Von Katrin Schwickal

Wofür steht PESSRAL?

PESSRAL steht für "Programmable Electronic System in Safety-Related Applications for Lifts". Damit gemeint sind auf die Sicherheit gerichtete Funktionen von Aufzugsanlagen, die bislang größtenteils von verschiedenen mechanisch-elektrischen Bauteilen erfüllt wurden. Sie werden zunehmend übernommen von einer programmierbaren elektronischen Steuerung (PES) mit entsprechender Sensorik und Aktorik, die über Bus-Systeme Daten austauschen.

Dieser große Schritt in Richtung einer weiteren Digitalisierung von Aufzugsystemen macht einige mechanische Sicherheitsfunktionen obsolet und ermöglicht einen höheren Sicherheitsstandard bei geringeren Wartungskosten.
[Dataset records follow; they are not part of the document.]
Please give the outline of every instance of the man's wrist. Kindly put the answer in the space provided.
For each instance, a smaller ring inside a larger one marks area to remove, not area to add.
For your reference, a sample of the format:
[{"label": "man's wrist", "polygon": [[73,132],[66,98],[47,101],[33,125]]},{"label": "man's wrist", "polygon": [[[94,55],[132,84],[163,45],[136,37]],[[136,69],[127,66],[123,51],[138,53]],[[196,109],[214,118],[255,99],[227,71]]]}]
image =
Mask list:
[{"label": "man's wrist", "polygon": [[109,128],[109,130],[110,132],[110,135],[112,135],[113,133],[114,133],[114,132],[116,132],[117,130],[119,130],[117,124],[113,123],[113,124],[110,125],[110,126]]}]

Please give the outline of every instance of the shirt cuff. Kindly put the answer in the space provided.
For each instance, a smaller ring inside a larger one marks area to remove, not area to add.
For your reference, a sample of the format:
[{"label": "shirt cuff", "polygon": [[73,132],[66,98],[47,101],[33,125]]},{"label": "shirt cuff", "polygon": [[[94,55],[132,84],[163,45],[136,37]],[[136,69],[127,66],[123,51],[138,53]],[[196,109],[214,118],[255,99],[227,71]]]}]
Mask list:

Denn die Software reagiert dynamisch auf gefährliche Situationen, liefert permanent Daten und verschleißt nicht. Zudem kann sie fortlaufend neuen Standards angepasst werden.
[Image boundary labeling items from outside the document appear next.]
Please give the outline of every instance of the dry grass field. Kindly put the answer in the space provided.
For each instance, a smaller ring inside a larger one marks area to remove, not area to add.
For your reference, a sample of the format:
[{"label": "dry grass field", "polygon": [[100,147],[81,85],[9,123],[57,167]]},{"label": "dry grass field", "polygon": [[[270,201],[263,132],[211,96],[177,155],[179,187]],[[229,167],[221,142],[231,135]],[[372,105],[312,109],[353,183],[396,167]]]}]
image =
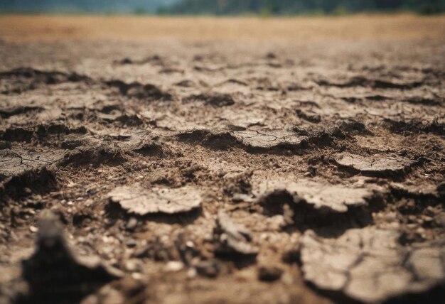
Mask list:
[{"label": "dry grass field", "polygon": [[440,303],[445,16],[0,16],[0,303]]},{"label": "dry grass field", "polygon": [[356,15],[344,17],[214,18],[1,16],[9,40],[173,38],[203,41],[313,41],[444,38],[445,16]]}]

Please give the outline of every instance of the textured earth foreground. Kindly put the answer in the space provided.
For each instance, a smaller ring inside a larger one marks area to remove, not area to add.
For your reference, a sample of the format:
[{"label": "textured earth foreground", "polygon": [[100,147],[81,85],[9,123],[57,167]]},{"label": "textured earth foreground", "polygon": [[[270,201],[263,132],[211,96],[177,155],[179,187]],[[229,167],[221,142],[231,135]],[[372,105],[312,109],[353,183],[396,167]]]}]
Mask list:
[{"label": "textured earth foreground", "polygon": [[444,32],[0,16],[0,303],[444,303]]}]

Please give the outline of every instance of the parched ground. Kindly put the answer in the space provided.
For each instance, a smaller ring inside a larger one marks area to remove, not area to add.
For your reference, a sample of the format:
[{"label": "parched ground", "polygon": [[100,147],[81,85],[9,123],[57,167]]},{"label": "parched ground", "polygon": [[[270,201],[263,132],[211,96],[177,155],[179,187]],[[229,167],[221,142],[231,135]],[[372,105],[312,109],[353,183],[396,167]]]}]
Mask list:
[{"label": "parched ground", "polygon": [[444,303],[444,29],[1,16],[0,303]]}]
Wie funktioniert PESSRAL in der Praxis?

Kann eine unbeabsichtigte Manipulation durch Servicetechniker oder unternehmensfremdes Wartungspersonal ausgeschlossen werden? Foto: © TÜV SüdKann eine unbeabsichtigte Manipulation durch Servicetechniker oder unternehmensfremdes Wartungspersonal ausgeschlossen werden? Foto: © TÜV Süd

Eine Liste von Sicherheitseinrichtungen, die den Anforderungen der funktionalen Sicherheit entsprechen müssen, findet sich im Anhang A der EN 81-20. Viele davon können Teil eines PESSRAL sein, müssen es aber nicht. Neu und wichtig ist, dass nun im Zusammenhang mit PESSRAL von Sicherheitsfunktionen und nicht mehr ausschließlich von Sicherheitsbauteilen gesprochen wird.
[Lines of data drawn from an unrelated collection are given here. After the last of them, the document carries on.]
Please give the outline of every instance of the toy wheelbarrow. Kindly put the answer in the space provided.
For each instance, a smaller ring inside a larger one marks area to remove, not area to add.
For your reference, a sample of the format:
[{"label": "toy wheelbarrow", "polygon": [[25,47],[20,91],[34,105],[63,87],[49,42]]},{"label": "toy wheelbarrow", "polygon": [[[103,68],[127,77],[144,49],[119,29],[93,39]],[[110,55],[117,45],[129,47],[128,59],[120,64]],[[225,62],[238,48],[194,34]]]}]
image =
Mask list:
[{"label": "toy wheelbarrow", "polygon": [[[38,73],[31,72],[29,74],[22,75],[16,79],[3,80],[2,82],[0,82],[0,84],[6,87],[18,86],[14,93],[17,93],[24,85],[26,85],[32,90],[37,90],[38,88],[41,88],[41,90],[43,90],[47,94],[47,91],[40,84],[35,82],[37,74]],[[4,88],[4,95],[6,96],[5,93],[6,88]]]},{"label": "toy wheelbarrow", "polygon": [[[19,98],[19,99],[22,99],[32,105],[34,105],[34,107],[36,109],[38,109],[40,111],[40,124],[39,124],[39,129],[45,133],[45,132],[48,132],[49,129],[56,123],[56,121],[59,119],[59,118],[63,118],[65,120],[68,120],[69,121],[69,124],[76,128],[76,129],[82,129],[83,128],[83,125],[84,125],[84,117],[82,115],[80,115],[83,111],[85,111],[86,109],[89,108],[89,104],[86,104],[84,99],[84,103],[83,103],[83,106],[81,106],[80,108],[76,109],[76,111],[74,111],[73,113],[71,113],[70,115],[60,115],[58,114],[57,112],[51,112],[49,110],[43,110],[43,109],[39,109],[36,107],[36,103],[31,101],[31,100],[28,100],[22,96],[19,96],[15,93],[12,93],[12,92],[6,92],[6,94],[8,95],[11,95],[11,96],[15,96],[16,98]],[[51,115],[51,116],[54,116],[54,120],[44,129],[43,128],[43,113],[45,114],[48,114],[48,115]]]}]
Beispielsweise kann die Vielzahl der an der Absturzsicherung (z. B. Fangvorrichtung) beteiligten Komponenten in einem Aufzugssystem durch Elektronik reduziert werden. Durch Sensorik werden Weg und Position des Aufzugs im Schacht gemessen. Sie überwacht auch die Geschwindigkeit und kann früher als mechanische Systeme die Fangvorrichtung über die Logik und den Aktor auslösen, um den Aufzug zu stoppen.

Damit entfällt z. B. der herkömmliche Geschwindigkeitsbegrenzer sowie dessen Antriebsseil mit Spannvorrichtung in der Schachtgrube. Die Sicherheitsfunktion für den Fall der Übergeschwindigkeit ist somit weiterhin erfüllt.

Wie laufen Prüfungen ab?

Geprüft wird neben der Funktionsfähigkeit der Sicherheitsfunktionen auch der Softwarestand. Änderungen an sicherheitsbezogener Software (z. B. Updates) können Einfluss auf den sicheren Betrieb der Anlage haben und sind nicht immer offensichtlich. Der Tausch mechanischer Sicherheitsbauteile ist meist schon optisch zu erkennen, geht einher mit anderen Baumusterbescheinigungen oder wurde vorab geprüft.

Auch Änderungen an sicherheitsgerichteter Software sind nach TRBS 1201 Teil 4 Anhang 2 prüfpflichtig und müssen von einer zugelassenen Überwachungsstelle geprüft werden, wenn sie die Bauart oder Betriebsweise beeinflussen. Zudem haben die elektronischen Bauteile nur in der erwarteten Gebrauchsdauer die zugesicherte und (im Gegensatz zu mechanischen Bauteilen) vorhersagbare Zuverlässigkeit. Diese lässt sich bei Sicherheitsfunktionen anhand der entsprechenden Angaben im Sicherheitshandbuch bewerten.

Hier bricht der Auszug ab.